The continued demand for more powerful smartphones with better displays and 5G features has created a demand for next-generation AC adapters to charge larger lithium-ion batteries quickly. Moreover, consumers need more power but don't need bulky adapters. Therefore, charger manufacturers are trying to make faster chargers with a higher power density and smaller, lightweight form factor.
A fast charger usually consists of a highly efficient DC-DC buck converter and a power delivery (PD) controller that manages the power sent to the devices.
Silanna Semiconductor's latest power IC. Image [modified] used courtesy of Silanna Semiconductor
Hoping to take on the challenge of fast charger designs, Silanna Semiconductor announced a new power IC, SZPL3002A, which combines a high-efficiency synchronous buck converter and an advanced power delivery controller in a single QFN packaging measuring only 5 mm x 5 mm. The new IC claims to significantly reduce the components needed to implement a 65 W charger with up to 4 ports.
In this article, we'll look at the importance of PD controllers concerning fast charging and then look a bit more into Silanna's power IC.
Importance of PD Controllers
When considering portable devices, the high-power capability of USB cables is essential for the battery to be charged faster. If we deliver 15 W power through a USB type-C cable, the battery won't get 15 W because power will dissipate across the resistance of the cable and connectors (around 300 milliohms). As a result, there will also be a voltage drop across these undesired resistances.
An example USB PD block diagram ecosystem. Image used courtesy of STMicroelectronics
The losses, in this case, seem to be negligible. However, consider a battery charged by a 15 W 5 V USB supply in the constant voltage phase supplying 4.4 V. Here, a maximum 0.6 V voltage drop is allowed across the resistances, which translates to only 8.8 W of transferrable power.
For designers to overcome these limitations, a USB PD controller is used to increase the supply's output voltage and power up to 20 V and 100 W, respectively. The PD controller also allows charging 2.5 W or lower power cellphones by adjusting the output accordingly.

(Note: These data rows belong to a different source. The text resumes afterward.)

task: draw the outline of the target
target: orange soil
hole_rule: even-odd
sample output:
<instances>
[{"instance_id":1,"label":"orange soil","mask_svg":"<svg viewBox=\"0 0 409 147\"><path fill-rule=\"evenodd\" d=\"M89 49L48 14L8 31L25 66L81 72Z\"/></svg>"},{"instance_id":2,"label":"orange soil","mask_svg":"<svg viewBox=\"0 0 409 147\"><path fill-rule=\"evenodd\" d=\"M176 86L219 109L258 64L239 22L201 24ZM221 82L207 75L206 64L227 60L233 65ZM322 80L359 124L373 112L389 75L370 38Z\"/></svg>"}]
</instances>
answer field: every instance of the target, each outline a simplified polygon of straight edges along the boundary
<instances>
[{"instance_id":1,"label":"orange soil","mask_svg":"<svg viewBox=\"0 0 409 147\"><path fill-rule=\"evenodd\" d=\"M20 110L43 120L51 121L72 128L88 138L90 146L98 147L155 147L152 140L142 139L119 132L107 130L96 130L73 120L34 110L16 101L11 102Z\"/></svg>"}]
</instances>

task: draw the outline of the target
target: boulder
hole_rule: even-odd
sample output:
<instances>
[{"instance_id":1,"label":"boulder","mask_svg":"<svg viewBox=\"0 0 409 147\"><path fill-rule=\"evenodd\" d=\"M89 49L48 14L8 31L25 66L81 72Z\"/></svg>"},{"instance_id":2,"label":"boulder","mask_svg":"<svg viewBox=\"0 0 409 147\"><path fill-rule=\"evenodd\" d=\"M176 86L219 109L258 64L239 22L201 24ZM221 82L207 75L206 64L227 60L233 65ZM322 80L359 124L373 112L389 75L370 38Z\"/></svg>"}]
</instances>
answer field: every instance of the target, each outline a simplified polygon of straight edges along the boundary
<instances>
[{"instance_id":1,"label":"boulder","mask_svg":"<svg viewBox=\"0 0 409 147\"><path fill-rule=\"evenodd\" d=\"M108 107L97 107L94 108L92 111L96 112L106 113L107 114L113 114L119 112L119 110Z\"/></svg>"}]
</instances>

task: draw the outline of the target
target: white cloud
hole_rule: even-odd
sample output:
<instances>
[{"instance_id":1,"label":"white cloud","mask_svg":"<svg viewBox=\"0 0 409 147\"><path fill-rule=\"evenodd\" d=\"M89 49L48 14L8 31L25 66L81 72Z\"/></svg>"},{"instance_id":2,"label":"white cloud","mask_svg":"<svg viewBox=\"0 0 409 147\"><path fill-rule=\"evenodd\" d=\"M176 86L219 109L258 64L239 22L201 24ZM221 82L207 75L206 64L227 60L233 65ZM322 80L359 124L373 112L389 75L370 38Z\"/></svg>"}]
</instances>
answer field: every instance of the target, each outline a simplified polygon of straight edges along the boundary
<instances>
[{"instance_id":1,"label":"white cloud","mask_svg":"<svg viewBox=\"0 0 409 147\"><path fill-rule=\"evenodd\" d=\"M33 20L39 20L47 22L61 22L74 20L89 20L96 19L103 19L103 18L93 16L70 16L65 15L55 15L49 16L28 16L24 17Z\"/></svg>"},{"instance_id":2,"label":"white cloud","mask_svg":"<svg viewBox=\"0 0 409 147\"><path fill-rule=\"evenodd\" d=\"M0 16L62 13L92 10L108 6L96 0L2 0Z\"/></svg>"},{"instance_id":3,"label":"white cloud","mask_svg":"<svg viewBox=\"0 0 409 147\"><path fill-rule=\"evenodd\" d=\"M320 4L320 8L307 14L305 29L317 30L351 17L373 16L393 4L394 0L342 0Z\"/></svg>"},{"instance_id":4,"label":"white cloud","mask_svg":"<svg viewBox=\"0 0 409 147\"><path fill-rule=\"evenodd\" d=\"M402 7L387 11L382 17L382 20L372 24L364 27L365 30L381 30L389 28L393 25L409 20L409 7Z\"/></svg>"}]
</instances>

Silanna's Integrated Charging Solution
Silanna's new integrated solution is built around a wide-voltage range, high-frequency point-of-load DC-DC converter operating at an efficiency of around 98%. It states to offer extremely low power dissipation at no load and forms a temporary feedback path to allow for well-controlled startup operation until the USB PD controller biases itself and takes over the output voltage control.
The converter integrates a low resistive upper FET (field effect transistor) and lower FET of 41 milliohms and 38 milliohms, respectively. Additionally, it features a selectable switching frequency from 667 kHz to 2 MHz and a wide output voltage range of 3.3 V–21 V. Moreover, it also comes with security features such as over-current protection, over-voltage protection, and an I2C bus for communication.

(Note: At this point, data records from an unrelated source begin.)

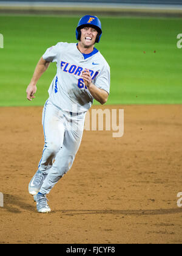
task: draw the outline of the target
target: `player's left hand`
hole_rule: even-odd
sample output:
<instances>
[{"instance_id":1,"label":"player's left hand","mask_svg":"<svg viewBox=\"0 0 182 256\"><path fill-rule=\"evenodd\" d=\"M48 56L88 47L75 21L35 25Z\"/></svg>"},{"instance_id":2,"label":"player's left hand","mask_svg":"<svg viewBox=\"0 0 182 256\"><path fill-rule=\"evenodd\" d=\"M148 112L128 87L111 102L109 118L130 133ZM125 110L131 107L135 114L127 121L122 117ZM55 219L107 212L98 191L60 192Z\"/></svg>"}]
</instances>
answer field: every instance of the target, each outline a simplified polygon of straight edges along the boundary
<instances>
[{"instance_id":1,"label":"player's left hand","mask_svg":"<svg viewBox=\"0 0 182 256\"><path fill-rule=\"evenodd\" d=\"M86 86L89 88L89 86L92 84L92 77L89 70L86 69L82 71L81 76L83 78Z\"/></svg>"}]
</instances>

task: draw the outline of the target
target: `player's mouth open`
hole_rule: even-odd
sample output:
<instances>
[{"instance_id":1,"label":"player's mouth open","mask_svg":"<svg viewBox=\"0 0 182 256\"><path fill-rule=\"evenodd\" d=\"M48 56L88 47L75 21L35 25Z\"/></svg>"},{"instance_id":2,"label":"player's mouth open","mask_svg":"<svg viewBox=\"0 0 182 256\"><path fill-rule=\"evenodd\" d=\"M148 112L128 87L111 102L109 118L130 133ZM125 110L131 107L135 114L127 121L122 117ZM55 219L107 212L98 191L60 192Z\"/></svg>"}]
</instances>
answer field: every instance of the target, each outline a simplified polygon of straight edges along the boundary
<instances>
[{"instance_id":1,"label":"player's mouth open","mask_svg":"<svg viewBox=\"0 0 182 256\"><path fill-rule=\"evenodd\" d=\"M85 38L85 39L86 39L86 41L92 41L92 38L91 38L91 37L86 37Z\"/></svg>"}]
</instances>

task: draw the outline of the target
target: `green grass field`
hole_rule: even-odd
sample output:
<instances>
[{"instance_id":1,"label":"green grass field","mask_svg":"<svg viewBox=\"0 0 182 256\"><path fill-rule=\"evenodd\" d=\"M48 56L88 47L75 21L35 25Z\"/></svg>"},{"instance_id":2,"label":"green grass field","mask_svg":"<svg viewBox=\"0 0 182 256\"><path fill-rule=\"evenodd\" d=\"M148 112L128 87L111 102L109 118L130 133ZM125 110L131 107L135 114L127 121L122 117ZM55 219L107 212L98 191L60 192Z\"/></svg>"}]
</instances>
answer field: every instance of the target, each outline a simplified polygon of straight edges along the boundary
<instances>
[{"instance_id":1,"label":"green grass field","mask_svg":"<svg viewBox=\"0 0 182 256\"><path fill-rule=\"evenodd\" d=\"M58 41L76 42L79 18L0 16L4 38L0 49L0 106L44 104L55 63L39 80L32 102L26 99L27 86L47 48ZM181 104L182 49L177 47L177 36L182 33L182 20L99 18L103 34L96 48L111 68L107 104Z\"/></svg>"}]
</instances>

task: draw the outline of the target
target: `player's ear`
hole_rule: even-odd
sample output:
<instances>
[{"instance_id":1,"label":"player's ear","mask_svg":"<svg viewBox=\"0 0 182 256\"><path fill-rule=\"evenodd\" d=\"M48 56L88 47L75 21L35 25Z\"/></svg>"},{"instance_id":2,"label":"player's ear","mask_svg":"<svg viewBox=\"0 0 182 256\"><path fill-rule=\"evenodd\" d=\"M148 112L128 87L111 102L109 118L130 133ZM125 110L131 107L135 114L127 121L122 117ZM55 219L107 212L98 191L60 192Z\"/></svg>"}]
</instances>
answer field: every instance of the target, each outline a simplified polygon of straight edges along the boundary
<instances>
[{"instance_id":1,"label":"player's ear","mask_svg":"<svg viewBox=\"0 0 182 256\"><path fill-rule=\"evenodd\" d=\"M78 37L77 37L77 40L79 40L79 41L80 41L81 35L81 29L78 29Z\"/></svg>"}]
</instances>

A single chip solution combining a power ASIC, digital ASIC, Microcontroller, low Rds(on) upper and lower FET, and OTP memory all in one package. Image used courtesy of Silanna
This USB PD controller offers USB PD V 3.0 Type C interfaces and QC 2.0/3.0/4.0/5.0 support for Type A/C connections and it intelligently adapts and shares power across 2, 3, or 4 ports. Its power rebalancing feature allocates unused power on previously connected ports, while another feature, called power throttling, lowers the current when the temperature thresholds are reached.
The PD controller integrates five power profiles. It offers one fully programmable power profile and four pre-programmed sets that designers can choose with an external resistor value. This feature helps OEMs to use this powerful solution for their targeted charging applications.
The port controller also comes with Silanna's CO2 Smart Power feature, which offers high efficiency and area savings. For the port controller, the feature means that it demonstrated a high-power density with excellent low-line (90 V AC) and high-line (230 V AC) efficiencies while using lower-cost components. The products in the CO2 smart power also reduce the standby power drain and hence, contribute less to harmful CO2 emissions.